One summer, my husband and I decided to go to rest in Greece. During the excursion to the beautiful island of Santorini, we were led to the stone of desire. I made a baby appearance. And my wish was fulfilled – from magnificent Crete, I came already pregnant. So began the 9 most beautiful months of my life!
I want to tell you how this wonderful time passed for me! After all, waiting for a miracle in your life is always magical! It was so recent and so long ago! My baby is already 1.3 years old.
Month after month
I immediately realized that I was pregnant. Even before the delay of critical days. I just felt bad in the car for the first time. I bought a test in a pharmacy, although I already knew without it – I will be a mother!
I was already a little over thirty, I was ready for the baby both physically, and psychologically, and financially. But for some reason, the first question I asked my husband was – and what should I do now? He answered me – something, to give birth. And so began the waiting time!
Taking into account the fact that at work we are not taken to ask for leave, to be ill, I decided to be seen in a private clinic. Here you can take tests at any time, come to the doctor on weekends, call the gynecologist anytime. I categorically did not want to know about my interesting position ahead of time at work.
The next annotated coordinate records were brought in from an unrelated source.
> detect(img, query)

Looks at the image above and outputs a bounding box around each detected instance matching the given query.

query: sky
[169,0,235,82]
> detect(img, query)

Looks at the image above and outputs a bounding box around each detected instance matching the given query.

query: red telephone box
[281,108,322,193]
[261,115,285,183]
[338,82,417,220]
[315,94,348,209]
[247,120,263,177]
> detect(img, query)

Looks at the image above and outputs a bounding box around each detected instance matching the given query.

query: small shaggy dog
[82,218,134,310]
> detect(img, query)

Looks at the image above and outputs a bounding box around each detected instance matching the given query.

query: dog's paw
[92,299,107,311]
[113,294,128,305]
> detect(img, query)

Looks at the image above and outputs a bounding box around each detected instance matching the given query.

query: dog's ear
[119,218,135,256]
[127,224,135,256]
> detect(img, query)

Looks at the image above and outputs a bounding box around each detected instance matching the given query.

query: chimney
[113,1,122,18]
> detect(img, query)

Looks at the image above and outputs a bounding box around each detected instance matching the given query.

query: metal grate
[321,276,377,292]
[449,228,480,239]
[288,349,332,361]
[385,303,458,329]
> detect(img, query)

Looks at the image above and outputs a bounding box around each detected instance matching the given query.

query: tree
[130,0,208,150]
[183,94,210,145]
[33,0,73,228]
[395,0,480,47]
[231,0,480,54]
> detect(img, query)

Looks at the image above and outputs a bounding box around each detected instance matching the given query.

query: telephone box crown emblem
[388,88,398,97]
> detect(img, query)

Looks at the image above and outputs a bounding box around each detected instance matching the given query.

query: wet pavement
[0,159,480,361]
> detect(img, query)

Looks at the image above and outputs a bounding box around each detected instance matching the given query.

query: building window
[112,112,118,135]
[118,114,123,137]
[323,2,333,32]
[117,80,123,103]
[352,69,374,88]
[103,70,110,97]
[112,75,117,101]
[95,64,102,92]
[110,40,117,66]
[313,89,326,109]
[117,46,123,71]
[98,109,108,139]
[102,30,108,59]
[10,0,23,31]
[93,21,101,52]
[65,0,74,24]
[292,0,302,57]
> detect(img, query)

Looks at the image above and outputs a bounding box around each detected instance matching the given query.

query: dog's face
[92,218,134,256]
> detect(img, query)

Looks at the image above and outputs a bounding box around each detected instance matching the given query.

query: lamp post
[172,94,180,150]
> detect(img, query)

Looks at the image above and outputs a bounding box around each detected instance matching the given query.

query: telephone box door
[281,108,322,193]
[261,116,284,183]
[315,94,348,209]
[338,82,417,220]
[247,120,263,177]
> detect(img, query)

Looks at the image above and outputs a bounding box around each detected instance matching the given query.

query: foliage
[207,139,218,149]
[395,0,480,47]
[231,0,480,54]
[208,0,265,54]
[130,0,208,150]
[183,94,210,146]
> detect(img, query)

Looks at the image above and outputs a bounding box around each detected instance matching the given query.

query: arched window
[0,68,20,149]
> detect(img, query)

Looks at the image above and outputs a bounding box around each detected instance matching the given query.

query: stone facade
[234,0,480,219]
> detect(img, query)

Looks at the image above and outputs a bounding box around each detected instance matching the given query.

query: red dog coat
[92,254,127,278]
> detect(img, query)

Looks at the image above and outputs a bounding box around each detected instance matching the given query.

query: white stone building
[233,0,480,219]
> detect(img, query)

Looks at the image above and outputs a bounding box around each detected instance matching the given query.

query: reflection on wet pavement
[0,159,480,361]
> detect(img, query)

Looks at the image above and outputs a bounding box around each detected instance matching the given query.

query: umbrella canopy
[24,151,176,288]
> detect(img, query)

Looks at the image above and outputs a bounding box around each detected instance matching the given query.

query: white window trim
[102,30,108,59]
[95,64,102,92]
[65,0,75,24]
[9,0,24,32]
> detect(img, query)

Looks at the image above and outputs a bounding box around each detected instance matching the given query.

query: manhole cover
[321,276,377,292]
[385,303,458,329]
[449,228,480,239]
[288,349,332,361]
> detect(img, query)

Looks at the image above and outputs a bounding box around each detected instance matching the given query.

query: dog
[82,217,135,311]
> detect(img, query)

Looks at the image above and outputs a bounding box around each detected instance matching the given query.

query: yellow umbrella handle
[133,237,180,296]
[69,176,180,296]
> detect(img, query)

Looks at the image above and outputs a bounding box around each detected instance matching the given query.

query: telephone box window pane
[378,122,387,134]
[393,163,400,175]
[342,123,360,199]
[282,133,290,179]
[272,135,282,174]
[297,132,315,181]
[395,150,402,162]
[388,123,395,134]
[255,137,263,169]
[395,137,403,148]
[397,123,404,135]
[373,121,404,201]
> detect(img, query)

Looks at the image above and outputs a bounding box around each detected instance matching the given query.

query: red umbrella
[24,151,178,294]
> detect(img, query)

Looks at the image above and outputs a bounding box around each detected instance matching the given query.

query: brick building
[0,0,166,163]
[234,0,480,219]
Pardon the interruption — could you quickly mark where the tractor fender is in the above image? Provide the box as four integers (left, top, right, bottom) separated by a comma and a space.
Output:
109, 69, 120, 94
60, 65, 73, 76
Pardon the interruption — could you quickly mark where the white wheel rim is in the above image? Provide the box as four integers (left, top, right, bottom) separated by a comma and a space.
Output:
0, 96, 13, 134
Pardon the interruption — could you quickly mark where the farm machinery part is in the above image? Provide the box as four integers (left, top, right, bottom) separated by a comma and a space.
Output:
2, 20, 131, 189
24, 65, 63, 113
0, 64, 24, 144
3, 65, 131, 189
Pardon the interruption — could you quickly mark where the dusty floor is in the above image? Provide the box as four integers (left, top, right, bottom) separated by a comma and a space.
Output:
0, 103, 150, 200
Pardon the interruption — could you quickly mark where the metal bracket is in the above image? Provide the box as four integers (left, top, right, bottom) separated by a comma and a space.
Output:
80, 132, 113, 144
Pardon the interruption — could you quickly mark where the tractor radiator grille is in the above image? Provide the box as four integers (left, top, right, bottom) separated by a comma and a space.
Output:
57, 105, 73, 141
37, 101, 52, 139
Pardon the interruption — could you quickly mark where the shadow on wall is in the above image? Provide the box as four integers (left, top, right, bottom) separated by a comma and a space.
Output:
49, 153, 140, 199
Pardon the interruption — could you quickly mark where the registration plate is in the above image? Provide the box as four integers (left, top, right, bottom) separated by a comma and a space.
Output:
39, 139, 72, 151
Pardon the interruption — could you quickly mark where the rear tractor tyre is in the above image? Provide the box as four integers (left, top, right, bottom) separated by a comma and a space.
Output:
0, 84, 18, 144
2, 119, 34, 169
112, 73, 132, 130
I do not know, superstition, or something.
I endured pregnancy quite easily – there was no toxicosis, I gained weight normally. And most importantly, with the baby everything was fine. This is how I was not scared that I had a late pregnancy and possible pathologies in a baby, everything was just great.
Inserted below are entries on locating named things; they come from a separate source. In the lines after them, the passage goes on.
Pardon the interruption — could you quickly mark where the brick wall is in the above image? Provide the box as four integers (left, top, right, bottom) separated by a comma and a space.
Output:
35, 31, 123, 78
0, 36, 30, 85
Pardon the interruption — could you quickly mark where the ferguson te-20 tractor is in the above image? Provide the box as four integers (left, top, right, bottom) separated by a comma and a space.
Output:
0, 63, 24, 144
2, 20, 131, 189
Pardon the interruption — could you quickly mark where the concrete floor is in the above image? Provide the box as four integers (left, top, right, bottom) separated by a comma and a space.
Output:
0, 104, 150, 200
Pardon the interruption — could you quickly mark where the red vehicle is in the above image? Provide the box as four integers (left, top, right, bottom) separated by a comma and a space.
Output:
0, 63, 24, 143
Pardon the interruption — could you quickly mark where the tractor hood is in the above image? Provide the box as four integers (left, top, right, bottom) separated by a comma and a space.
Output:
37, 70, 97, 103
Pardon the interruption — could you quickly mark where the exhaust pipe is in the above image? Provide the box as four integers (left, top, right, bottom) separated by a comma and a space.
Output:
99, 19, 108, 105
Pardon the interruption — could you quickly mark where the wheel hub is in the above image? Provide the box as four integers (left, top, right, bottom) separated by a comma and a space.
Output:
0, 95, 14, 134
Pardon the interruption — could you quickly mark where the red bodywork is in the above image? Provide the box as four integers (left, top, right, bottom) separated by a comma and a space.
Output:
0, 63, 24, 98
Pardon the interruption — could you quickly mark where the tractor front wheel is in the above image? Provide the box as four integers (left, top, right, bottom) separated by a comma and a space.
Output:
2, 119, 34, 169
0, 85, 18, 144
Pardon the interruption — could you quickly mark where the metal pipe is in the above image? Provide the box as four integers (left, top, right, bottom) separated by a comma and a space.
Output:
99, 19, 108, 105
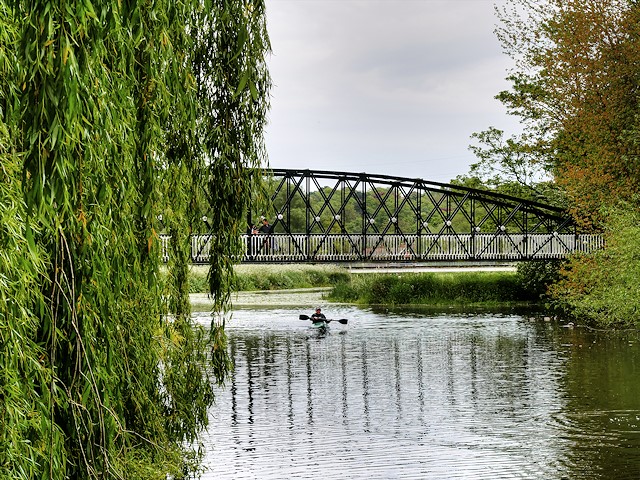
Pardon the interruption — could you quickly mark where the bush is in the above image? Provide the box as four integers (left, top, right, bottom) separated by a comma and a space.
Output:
551, 205, 640, 326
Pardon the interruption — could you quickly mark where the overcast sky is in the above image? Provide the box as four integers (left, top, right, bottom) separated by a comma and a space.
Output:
266, 0, 516, 182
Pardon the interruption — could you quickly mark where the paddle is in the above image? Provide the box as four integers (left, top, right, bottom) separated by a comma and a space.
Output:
300, 315, 349, 325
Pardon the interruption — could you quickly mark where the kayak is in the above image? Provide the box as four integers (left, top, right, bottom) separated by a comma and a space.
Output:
300, 315, 349, 328
311, 320, 329, 330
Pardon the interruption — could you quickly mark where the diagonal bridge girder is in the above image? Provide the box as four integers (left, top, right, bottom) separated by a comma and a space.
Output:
222, 169, 586, 262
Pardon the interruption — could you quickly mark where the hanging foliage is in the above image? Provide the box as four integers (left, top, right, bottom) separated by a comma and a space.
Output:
0, 0, 269, 479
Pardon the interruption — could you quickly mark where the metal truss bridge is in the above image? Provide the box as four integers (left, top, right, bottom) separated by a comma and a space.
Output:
165, 169, 603, 263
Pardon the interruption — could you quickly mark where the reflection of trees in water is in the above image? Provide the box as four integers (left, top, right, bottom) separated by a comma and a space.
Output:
224, 330, 557, 436
559, 329, 640, 479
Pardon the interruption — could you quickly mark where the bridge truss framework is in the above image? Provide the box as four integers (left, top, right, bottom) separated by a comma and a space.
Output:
162, 169, 603, 263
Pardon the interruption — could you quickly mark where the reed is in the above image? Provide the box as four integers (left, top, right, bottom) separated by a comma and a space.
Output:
184, 265, 349, 293
329, 272, 539, 305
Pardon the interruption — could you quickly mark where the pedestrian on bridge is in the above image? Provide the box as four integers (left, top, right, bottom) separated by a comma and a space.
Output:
258, 217, 271, 254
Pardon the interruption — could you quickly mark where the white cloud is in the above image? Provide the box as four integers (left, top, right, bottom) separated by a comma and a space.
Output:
266, 0, 514, 182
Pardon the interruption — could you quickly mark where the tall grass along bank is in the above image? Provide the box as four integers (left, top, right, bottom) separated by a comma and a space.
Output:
329, 272, 540, 305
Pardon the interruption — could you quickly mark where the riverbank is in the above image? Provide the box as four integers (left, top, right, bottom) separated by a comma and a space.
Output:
190, 265, 552, 309
189, 287, 332, 311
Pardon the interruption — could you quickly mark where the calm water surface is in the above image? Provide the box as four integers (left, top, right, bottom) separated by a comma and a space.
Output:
192, 307, 640, 480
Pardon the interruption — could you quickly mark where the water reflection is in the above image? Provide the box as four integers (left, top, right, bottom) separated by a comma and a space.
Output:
198, 307, 640, 479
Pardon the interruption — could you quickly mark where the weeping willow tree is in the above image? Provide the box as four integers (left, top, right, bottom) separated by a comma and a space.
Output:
0, 0, 269, 479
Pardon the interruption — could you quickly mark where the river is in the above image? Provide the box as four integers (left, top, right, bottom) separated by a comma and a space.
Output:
196, 306, 640, 480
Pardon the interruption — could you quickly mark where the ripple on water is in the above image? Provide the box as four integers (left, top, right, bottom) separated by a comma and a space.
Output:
198, 307, 640, 480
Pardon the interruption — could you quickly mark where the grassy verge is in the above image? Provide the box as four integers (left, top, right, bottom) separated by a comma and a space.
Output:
328, 272, 540, 305
184, 265, 349, 293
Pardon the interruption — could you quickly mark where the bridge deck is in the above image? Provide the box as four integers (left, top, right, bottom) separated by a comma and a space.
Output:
162, 233, 603, 263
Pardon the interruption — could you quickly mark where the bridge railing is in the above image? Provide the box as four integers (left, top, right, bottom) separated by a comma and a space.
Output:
161, 233, 604, 263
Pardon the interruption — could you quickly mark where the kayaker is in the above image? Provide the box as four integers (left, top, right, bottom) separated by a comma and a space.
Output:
311, 307, 327, 322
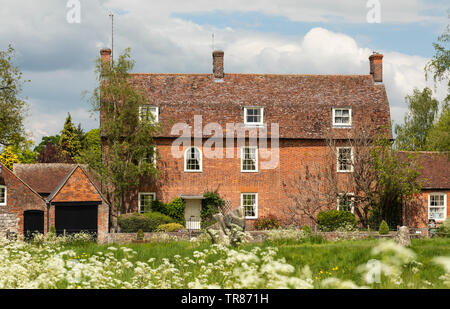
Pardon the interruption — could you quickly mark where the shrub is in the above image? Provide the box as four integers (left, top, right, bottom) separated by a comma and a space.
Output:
378, 220, 389, 235
157, 223, 184, 232
437, 218, 450, 237
136, 230, 144, 240
255, 215, 281, 231
302, 225, 311, 234
118, 212, 174, 233
152, 197, 186, 225
317, 209, 356, 232
200, 192, 225, 229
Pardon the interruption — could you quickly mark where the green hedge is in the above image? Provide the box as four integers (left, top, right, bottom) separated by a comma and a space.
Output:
317, 210, 357, 232
118, 212, 174, 233
157, 223, 184, 232
378, 220, 389, 235
255, 215, 281, 231
147, 197, 186, 226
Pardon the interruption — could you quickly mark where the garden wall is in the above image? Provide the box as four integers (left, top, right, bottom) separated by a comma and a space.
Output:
99, 229, 428, 244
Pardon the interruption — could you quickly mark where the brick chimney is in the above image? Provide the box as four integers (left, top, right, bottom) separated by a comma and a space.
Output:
100, 48, 111, 63
369, 52, 383, 83
213, 50, 225, 80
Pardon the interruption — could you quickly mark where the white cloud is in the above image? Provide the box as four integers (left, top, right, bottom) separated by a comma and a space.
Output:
0, 0, 445, 140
My doctor was beautiful. I constantly called her and bothered with my questions. But this is the beauty of paid medicine – I don’t want to call me! And I gladly enjoyed it.
At work, no one noticed that I would soon become a mother – I continued to work in the same mode, and at the same time I felt great. In general, the first six months of pregnancy went as usual – at work. And only when I visited the gynecologist, I remembered – I am still pregnant. And so it was as usual!
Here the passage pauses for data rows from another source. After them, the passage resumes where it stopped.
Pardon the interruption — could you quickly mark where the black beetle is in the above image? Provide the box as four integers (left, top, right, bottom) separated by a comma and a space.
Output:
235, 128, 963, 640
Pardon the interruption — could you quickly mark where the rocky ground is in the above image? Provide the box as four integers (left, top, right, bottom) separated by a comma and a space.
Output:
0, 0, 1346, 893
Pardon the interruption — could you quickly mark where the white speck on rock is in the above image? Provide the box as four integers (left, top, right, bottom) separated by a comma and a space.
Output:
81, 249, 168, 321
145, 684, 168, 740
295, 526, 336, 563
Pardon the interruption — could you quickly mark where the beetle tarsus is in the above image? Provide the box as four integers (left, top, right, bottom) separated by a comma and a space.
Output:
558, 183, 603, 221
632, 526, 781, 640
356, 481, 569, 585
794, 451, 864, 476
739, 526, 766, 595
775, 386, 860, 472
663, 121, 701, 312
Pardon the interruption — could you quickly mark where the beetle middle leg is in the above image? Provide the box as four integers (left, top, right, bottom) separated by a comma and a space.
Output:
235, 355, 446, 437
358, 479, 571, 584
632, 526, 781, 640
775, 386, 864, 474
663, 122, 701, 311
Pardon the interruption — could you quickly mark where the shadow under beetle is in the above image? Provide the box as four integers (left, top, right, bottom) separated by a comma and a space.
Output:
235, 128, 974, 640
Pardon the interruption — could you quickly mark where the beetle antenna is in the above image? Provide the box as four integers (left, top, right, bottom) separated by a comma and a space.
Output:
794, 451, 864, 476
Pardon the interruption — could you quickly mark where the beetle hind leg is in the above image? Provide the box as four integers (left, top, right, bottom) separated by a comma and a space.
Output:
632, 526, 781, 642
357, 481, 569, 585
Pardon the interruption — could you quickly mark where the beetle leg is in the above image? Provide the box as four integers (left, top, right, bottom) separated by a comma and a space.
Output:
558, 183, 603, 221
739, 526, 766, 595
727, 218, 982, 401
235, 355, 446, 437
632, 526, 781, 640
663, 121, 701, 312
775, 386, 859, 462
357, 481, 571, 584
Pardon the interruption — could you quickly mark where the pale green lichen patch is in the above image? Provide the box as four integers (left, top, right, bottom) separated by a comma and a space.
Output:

Somewhere a month before going on maternity leave my friend said that I should lose weight. And I was taken aback by my position! And then my decree began – the time I waited, probably my whole life! Not doing nothing was very tempting for me – for a long time this was not with me. But it was not there! The clinic began courses for expectant mothers, visits to the doctor became more frequent. And I was actively engaged in buying things for my baby.
By the way, when they told me about the nesting syndrome, I thought that he would not overtake me. But two months before the birth began! I shoveled the whole apartment, washed everything I could. Constantly dragged behind different shelves, bought curtains, new curtains. In general, I was covered in full! I did something from morning to night, cleaned something, washed it, washed it. Not so I imagined the decree.
Then, after the last ultrasound, I began to actively prepare things for the birth of the baby. I bought diapers, vests, sliders, necessary hygiene products. Then it all washed, ironed, laid out.
Somewhere a month before the birth, my relatives, friends and acquaintances began attacking me. Everyone considered it their duty to ask if I had given birth. And there were five calls a day — no less. I was just tortured by this, the more I began to relocate. And here calls and messages became frequent at times! I think many future moms had to endure it.
Generally, it was in the last month that I fully felt my pregnancy. My back hurt, insomnia tormented, there were always workouts. Yes, and all sorts of nuns began, which was not previously in a dense work schedule. But all this was worth it – ahead of me was waiting for the wonderful life of my mother.
The only thing I did not like about pregnancy was the need for a complete change of wardrobe. I found autumn, winter, spring and, accordingly, I had to spend money on outerwear, as I did not fit into my own. It was one minus) And everything else was just perfect!
I walked a little – this is my main mistake. I do not consider the eternal shopping races. But I wanted to walk along the park, through the forest. And before the birth, the weather was just right for it – it was spring!
And I completely hit my daily routine. I went to bed very late, got up after dinner. I think it’s bad! I got up in two days, a couple of hours passed and it was already evening! Days flew by. I regret it too!
And I did not do a photo session. It seemed to me that my face was swollen, I look bad, I don’t have anything to wear. I do not have any pregnant pictures, can you imagine! Also very sorry now!
Momma, how was your 9 most beautiful months of pregnancy? Share it!